IMPLEMENTING PSD2: A YEAR ON
CPE: To be confirmed
1.30pm until 5.00pm
Castille, Casa Leone, Floriana
PSD2 came into force in January 2018. Whilst the primary purpose is to increase efficiency in the payments industry, by promoting greater transparency for international payments and eradicating hidden fees, PSD2 has the ability to transform how consumers spend their money in future. PSD2 encourages competition in the financial services sector, by allowing greater participation in certain areas by non-banks, such as fintech companies, for the first time. As well as creating further opportunities for existing third party providers, PSD2 paves the way for the creation of many more.

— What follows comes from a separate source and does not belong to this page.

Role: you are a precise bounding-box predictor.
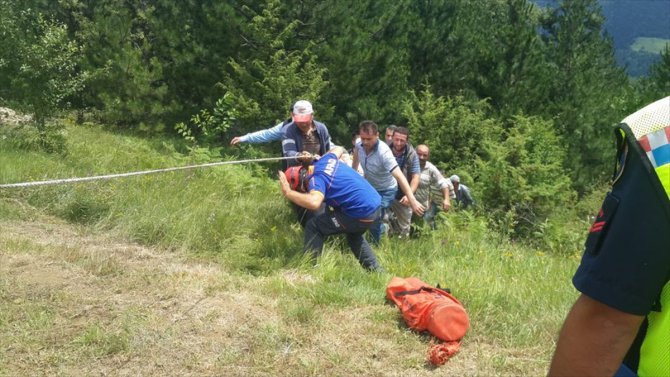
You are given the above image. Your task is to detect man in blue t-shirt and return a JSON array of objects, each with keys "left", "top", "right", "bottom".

Open Banking and PSD2 are closely related but separate regulatory requirements in the payments industry. They have a number of shared objectives and many common features, but also some significant differences. Both initiatives seek to increase competition and encourage innovation in order to make payments easier and more secure, while ensuring an enhanced customer experience. Both introduce a number of important new regulated roles to be performed by service providers. These new functional roles bring with them some acronyms which can serve to confuse people unfamiliar with the subject. The overarching new regulatory status is a Third Party Provider (TPP). Banks, Fintech firms or even regular corporates, such as large retailers or online merchants, can become TPPs.